Before we start with the software, let's take a look at the new Amazon hardware: It was a veritable flood of products that came our way (for example, there were new Fire TV sticks and Fire HD 10 tablets, among other things). Especially exciting was a new hardware category for Echo devices: the Echo Hub.
As the name implies, it will be the main control center for all your smart home devices, and it offers an interface that is different from the usual Echo Show devices. In addition, the Echo Hub with wall mount and Power-over-Ethernet is made to be hung in a central location of your home. I also urge you to read the summary of the Echo Hub at this point.
MapView brings order to the smart home of the future
A smart home that listens to your commands (and those of other family members, of course) sounds good at first.
"Hey [wish assistant], turn on the lights in the living room" just doesn't work in practice all too often. It also happens far too often that you simply don't remember the exact names of light bulbs, sockets, thermostats, etc. once they've been assigned.
That's why the new MapView feature picked me up right away. Using the LiDAR scanner of a compatible smartphone—currently it only works with iPhones—you scan your home, including windows, doors, furniture, and so on.

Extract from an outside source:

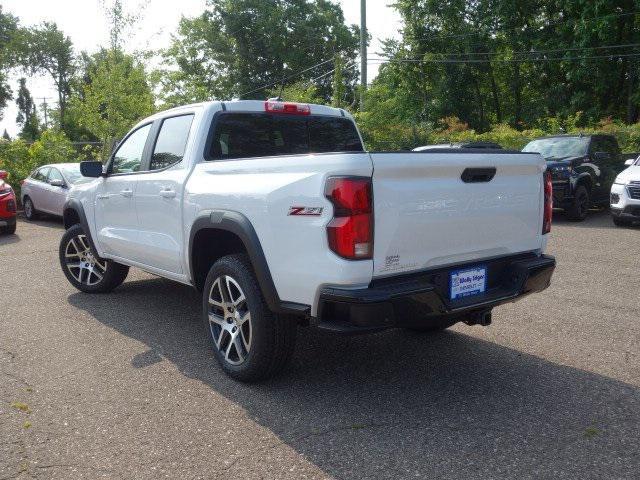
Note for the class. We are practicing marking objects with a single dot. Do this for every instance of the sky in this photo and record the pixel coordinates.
(84, 22)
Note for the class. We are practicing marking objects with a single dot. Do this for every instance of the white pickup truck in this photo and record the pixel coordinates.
(280, 217)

Amazon then creates a virtual image of your home, into which you can "plant" your gadgets. Of course, Amazon promises the highest level of protection in terms of data privacy. Trust is seen as one of the important pillars for the lasting success of the ecosystem.

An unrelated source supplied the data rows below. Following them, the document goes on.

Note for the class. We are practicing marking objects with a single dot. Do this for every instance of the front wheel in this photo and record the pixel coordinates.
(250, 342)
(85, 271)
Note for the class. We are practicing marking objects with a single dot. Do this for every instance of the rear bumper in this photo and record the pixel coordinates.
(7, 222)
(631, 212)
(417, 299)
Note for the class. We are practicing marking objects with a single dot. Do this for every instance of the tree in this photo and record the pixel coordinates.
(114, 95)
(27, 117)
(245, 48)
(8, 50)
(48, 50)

We will take a closer look at how data protection is actually guaranteed in the end and what Amazon then does with the highly sensitive information elsewhere. In any case, it would be pretty creepy if Alexa were to suggest at some point: "Hey, nice place. Your carpet in the living room is looking pretty rancid. I have a wonderful replacement for you."

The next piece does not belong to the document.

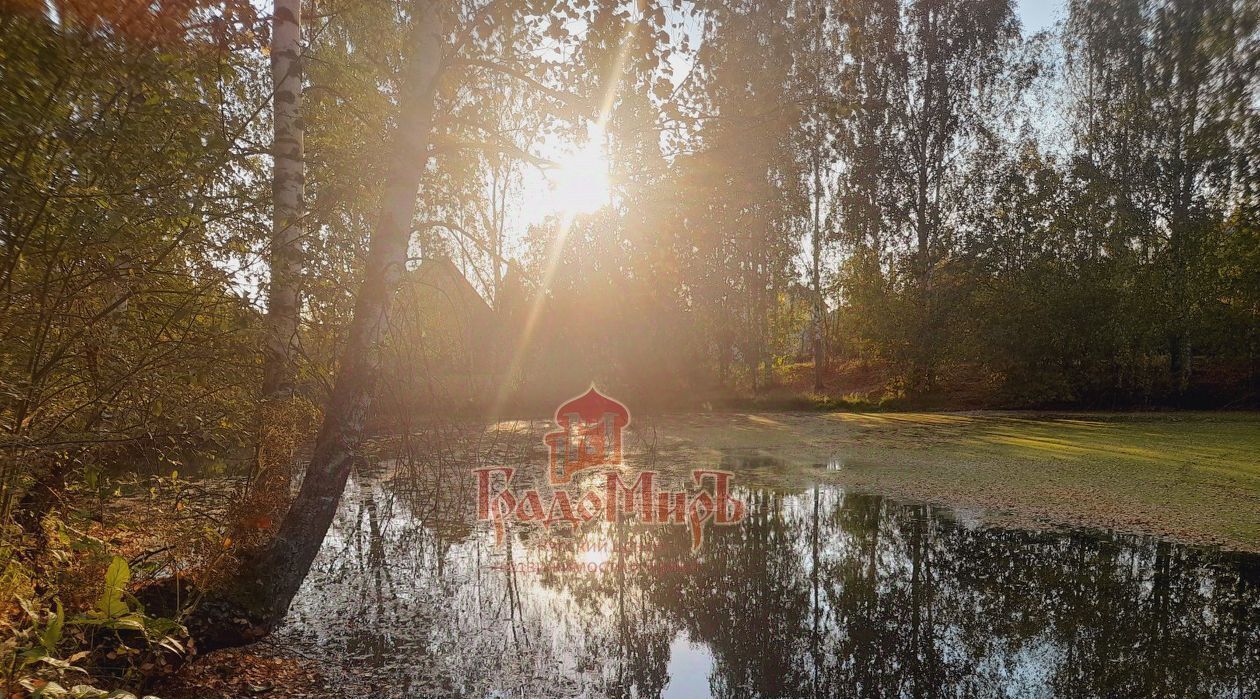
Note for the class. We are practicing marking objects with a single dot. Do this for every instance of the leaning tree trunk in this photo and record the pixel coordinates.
(286, 193)
(270, 578)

The trick of MapView: with it, the smart home understands itself. Instead of having to maintain endless lists of room assignments, you can move an object directly into the living room. Or hang it virtually above the kitchen counter. And that's precisely how you can control the objects.
What's more, if you forget, for example, that the new lamp in the living room is called "couch lighting", you can simply say: "Alexa, turn on the new lamp in the living room"—and you will be understood. By the way, we will come back to Alexa in detail in a moment.
Some people might say: Isn't it already the case today that you can assign a fixed location to the devices? Yes, that's true. But MapView is much more intuitive and faster than Apple's Home app, for example.
Alexa gets smarter and faster
Alexa is also getting new functions - and should become much more natural. This starts with how you start conversations with your virtual assistant in the first place.
Using sensors in devices, Alexa can determine whether you want to issue a command—and then jumps into action even without an activation word. If you activate this function, your assistant will automatically listen when you are just looking at an Echo Show, for example.
You can also conduct conversations across multiple commands and reference back to previous commands. And yes, of course, there are the usual gimmicks that current voice models allow, such as chatting with Alexa about Oscar-worthy movies that, outrageously, never won an Oscar. The interesting point here is that Alexa remembers previous conversations.
To enhance natural conversation, Alexa is aimed to become faster. Amazon intends to significantly reduce the pauses between commands and responses, achieving this on the one hand through improved speech models, and on the other, through edge computing—meaning more computing power in local devices.
The first Amazon Echo came onto the market in the USA on June 23, 2015.